Il commercio di soia in Brasile rimane vivace. Oltre alla domanda estera, le industrie nazionali hanno intensificato gli acquisti negli ultimi giorni.
Secondo i ricercatori del Cepea, la maggiore attrattiva della soia brasiliana è stata determinata anche dal deprezzamento del real rispetto al dollaro. D'altro canto, l'ampia offerta globale ha limitato aumenti di prezzo più significativi.

L'USDA ha rivisto al rialzo la sua stima per la produzione globale di soia per la campagna agricola 2025/26, portandola a un record di 429,2 milioni di tonnellate, un volume superiore dello 0,4% rispetto alle previsioni precedenti e dello 0,3% rispetto alla stagione precedente.

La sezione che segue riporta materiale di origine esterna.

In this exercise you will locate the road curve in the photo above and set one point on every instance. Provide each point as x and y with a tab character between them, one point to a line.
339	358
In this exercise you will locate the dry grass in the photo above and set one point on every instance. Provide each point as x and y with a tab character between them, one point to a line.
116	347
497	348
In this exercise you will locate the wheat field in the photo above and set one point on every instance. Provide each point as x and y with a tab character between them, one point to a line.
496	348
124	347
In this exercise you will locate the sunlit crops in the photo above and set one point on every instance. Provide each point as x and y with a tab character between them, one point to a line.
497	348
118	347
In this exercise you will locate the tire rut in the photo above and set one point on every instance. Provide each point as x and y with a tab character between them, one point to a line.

Tra i principali produttori, il Brasile dovrebbe raccogliere 180 milioni di tonnellate, secondo l'USDA, leggermente al di sotto dei 180,25 milioni di tonnellate stimati da Conab. In Argentina, la proiezione è stata rivista al rialzo a 50 milioni di tonnellate, il 4,2% in più rispetto alla stima di maggio, sebbene ancora inferiore del 2,2% rispetto al volume prodotto nella campagna agricola precedente.
Il Brasile si conferma il principale esportatore mondiale di soia nell'annata agraria 2025/26 (da ottobre 2025 a settembre 2026), con spedizioni stimate dall'USDA a 115 milioni di tonnellate.
Lunedì 15 giugno 2026/ Cepea/ Brasile.